Overall, tirzepatide improved patients’ QoL as measured by general health- and weight-related PRO instruments from baseline to primary timepoint. Tirzepatide-treated patients demonstrated significantly greater improvements than comparators for most of the measured PROs at primary timepoint in all five studies. Notably, tirzepatide 15 mg was associated with significantly larger improvements than comparators in physical functioning, as measured using the APPADL and IWQOL-Lite-CT (physical and physical function) in most studies. Moreover, higher tirzepatide doses, in general, resulted in greater improvements in QoL.

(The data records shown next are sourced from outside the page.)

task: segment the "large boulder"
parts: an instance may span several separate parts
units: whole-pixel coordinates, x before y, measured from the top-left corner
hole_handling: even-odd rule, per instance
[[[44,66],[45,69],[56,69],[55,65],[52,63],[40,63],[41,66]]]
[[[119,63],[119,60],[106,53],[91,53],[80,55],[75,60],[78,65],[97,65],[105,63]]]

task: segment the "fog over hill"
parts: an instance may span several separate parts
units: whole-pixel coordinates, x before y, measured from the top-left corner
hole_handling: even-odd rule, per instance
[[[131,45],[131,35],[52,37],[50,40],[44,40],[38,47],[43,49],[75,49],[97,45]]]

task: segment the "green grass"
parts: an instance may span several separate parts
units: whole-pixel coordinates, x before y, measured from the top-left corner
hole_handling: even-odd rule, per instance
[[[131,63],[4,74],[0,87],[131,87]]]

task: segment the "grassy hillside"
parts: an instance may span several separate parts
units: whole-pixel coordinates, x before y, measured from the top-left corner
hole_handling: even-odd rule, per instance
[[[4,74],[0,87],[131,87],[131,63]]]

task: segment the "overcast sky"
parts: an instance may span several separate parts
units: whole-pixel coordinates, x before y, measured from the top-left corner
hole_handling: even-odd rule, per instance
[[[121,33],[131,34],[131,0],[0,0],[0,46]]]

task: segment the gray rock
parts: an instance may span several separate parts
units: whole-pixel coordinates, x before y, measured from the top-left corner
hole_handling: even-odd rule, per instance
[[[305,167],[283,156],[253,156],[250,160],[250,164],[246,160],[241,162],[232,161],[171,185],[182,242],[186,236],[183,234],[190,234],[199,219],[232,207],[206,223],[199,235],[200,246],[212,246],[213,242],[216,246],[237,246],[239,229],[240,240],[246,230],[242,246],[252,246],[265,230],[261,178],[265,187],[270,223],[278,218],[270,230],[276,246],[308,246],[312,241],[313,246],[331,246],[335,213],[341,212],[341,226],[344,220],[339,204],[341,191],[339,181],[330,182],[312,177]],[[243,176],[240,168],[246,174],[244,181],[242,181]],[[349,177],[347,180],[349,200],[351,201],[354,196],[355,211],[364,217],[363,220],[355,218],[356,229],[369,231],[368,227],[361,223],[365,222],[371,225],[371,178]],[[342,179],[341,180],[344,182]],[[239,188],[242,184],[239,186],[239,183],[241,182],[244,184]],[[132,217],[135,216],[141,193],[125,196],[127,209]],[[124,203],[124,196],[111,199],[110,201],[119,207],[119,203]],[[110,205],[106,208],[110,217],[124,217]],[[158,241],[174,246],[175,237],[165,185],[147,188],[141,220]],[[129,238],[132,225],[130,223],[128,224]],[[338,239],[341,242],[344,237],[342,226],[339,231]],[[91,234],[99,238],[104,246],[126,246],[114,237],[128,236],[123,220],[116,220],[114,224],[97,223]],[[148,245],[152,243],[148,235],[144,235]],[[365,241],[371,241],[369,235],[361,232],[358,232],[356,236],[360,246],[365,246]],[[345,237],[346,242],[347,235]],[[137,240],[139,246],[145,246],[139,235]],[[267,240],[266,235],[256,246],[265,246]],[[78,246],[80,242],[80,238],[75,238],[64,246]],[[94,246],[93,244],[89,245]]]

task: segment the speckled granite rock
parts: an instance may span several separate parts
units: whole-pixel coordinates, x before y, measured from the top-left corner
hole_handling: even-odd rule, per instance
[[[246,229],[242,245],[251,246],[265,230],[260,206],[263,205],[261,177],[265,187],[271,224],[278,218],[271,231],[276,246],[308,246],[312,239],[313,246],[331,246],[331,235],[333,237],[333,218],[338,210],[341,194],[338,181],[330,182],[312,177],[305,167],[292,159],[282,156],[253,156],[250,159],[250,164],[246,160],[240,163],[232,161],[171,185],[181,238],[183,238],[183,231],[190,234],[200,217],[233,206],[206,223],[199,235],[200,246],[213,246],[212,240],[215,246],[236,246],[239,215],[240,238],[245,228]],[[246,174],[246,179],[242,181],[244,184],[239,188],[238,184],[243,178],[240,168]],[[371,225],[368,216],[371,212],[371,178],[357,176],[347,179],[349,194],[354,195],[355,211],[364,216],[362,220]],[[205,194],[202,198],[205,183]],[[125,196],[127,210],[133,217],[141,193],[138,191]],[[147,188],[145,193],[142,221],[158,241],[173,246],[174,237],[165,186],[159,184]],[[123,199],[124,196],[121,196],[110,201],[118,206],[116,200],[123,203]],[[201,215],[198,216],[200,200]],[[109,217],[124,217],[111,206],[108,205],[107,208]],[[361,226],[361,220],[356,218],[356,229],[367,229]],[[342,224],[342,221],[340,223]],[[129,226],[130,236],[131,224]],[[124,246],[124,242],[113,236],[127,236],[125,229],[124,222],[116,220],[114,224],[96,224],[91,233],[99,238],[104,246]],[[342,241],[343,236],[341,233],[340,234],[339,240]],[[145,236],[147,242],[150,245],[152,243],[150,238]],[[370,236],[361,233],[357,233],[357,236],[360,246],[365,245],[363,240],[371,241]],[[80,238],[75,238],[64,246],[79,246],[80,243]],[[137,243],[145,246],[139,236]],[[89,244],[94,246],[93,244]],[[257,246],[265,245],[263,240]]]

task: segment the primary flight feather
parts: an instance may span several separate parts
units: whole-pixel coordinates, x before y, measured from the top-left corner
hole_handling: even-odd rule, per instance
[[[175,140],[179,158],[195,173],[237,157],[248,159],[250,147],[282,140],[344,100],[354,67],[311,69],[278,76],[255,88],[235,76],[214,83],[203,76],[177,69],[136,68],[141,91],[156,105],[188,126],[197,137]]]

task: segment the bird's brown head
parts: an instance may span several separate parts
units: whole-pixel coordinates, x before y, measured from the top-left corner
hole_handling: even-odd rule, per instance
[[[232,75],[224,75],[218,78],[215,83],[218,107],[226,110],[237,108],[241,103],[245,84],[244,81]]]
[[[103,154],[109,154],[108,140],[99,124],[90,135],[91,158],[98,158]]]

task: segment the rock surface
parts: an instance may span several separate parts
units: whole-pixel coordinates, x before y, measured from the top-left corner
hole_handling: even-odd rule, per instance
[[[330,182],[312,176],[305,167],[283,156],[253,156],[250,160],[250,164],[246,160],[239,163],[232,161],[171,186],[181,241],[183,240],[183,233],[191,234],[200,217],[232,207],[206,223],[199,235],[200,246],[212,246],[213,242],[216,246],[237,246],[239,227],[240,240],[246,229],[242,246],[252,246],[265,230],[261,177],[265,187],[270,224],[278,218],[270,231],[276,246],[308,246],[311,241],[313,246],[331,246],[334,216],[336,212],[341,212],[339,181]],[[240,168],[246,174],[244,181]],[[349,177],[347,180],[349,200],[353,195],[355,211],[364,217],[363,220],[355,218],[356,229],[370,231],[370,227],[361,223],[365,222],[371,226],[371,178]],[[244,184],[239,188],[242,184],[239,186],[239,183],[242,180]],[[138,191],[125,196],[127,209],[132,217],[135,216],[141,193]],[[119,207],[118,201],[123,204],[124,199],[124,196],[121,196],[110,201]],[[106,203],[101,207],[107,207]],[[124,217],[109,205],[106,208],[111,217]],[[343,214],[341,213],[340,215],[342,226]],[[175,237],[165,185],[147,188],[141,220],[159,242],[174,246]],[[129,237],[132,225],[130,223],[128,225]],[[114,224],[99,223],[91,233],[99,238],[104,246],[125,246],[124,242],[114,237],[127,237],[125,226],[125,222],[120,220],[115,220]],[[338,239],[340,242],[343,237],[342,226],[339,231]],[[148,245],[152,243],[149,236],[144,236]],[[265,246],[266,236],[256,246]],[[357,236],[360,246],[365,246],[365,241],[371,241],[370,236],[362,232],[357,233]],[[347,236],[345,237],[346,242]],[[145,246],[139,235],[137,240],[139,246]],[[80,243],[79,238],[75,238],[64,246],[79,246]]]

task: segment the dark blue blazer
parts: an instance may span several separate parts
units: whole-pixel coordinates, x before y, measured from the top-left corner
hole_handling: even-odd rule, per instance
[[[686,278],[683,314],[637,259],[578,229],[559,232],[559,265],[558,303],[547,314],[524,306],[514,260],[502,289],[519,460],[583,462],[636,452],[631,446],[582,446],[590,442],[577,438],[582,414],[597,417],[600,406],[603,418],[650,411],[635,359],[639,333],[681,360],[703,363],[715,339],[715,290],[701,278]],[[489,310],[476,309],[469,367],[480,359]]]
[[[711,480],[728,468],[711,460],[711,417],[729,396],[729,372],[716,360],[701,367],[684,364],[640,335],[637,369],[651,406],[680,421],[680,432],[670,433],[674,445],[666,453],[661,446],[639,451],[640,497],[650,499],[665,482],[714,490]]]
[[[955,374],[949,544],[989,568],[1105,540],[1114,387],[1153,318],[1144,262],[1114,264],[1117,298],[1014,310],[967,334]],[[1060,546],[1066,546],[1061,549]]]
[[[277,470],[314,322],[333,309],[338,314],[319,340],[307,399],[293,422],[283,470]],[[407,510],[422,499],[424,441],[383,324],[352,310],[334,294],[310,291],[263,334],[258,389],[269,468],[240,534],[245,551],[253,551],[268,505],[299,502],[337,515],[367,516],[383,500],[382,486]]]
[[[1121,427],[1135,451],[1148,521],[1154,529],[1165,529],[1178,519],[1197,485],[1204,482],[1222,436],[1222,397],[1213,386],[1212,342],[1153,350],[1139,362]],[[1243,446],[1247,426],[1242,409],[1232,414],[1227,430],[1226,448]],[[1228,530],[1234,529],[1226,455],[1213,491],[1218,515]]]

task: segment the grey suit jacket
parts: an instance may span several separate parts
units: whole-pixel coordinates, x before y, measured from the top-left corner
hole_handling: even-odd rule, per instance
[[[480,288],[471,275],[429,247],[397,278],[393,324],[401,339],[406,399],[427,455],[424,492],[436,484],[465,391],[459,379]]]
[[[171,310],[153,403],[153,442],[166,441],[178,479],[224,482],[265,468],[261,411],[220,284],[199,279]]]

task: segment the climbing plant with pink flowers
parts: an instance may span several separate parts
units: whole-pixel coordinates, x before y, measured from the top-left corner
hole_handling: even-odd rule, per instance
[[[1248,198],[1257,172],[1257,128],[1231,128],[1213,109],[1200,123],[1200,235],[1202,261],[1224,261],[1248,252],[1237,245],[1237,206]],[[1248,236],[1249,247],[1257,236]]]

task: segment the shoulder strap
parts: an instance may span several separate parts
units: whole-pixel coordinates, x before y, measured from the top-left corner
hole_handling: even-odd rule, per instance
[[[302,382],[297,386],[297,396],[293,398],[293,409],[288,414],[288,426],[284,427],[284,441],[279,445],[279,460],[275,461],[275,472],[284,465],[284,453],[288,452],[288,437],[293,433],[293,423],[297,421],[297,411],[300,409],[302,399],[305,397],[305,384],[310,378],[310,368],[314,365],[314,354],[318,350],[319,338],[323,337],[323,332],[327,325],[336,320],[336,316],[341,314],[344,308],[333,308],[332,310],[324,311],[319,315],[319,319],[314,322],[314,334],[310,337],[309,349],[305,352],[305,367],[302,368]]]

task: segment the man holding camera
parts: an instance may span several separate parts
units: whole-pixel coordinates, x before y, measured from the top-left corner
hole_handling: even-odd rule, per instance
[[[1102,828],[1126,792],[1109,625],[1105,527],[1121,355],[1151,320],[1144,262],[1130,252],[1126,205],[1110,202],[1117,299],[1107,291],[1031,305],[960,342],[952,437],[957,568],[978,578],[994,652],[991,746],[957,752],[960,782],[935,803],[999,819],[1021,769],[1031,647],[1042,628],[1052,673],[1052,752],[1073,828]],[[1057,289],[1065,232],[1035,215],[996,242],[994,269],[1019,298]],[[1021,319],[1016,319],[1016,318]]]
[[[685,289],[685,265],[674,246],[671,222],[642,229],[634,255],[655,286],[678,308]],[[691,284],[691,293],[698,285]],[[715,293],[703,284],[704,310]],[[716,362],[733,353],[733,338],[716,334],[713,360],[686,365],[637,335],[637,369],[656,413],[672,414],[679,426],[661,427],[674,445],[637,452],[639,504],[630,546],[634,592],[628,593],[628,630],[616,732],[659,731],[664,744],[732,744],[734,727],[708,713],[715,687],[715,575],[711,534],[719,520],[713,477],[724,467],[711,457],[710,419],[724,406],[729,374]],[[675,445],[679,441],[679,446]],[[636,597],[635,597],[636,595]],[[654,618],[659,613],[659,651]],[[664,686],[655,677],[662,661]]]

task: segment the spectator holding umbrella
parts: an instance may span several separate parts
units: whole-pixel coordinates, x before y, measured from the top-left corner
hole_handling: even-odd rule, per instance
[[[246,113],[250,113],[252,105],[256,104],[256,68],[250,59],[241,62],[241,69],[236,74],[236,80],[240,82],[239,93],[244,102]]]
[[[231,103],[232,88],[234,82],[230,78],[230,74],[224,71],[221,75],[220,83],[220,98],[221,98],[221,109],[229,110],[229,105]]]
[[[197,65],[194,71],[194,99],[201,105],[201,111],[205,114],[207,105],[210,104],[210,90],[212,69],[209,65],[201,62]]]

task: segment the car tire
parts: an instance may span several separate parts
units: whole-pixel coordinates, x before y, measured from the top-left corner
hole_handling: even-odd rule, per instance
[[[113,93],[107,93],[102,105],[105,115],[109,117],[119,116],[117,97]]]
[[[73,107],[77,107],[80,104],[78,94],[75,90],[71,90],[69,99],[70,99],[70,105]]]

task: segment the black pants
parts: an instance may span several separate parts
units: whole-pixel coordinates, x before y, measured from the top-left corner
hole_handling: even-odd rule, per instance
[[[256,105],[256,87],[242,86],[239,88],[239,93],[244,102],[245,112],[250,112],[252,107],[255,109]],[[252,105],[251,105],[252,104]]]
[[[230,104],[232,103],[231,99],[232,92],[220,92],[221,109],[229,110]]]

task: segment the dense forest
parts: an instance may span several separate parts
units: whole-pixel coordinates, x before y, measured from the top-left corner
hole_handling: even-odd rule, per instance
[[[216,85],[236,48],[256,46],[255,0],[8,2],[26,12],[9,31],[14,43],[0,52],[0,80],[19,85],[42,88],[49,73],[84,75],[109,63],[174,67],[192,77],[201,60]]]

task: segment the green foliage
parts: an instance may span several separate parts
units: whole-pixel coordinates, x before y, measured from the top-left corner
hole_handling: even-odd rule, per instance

The patient perspective is key; patients are more likely to adhere to treatments that they value, thereby resulting in better clinical outcomes [12]. If patients are to effectively engage in their disease management, it is crucial that they are involved in the decision-making process and that their needs and wishes are accounted for when choosing treatment options. This patient-centred approach to T2D management is becoming increasingly recognised in treatment guidelines [25]. Furthermore, other bodies are recognising the value of capturing QoL data. For example, the Institute for Clinical and Economic Review ‘Tirzepatide for Type 2 Diabetes: Final Policy Recommendations’ published in 2022 stated that the ‘inclusion of several validated QoL measures [in trials of treatments for T2D], including versions of the DTSQ and EQ-5D are to be commended and should be replicated by all manufacturers when designing trials testing new therapies to treat T2D’ [26]. Evidence is growing to suggest that patients place value on a variety of different treatment attributes that are related to efficacy, safety and ease of use [27,28,29]. It is becoming apparent, for example, that oral therapy is not the default preference over injectable medications [30]. If medication adherence and ultimately clinical outcomes are to be improved, it is fundamental that these patient perspectives and preferences are fully understood. The findings reported here may assist clinicians and patients in their decision-making and help patients’ persistence with therapy.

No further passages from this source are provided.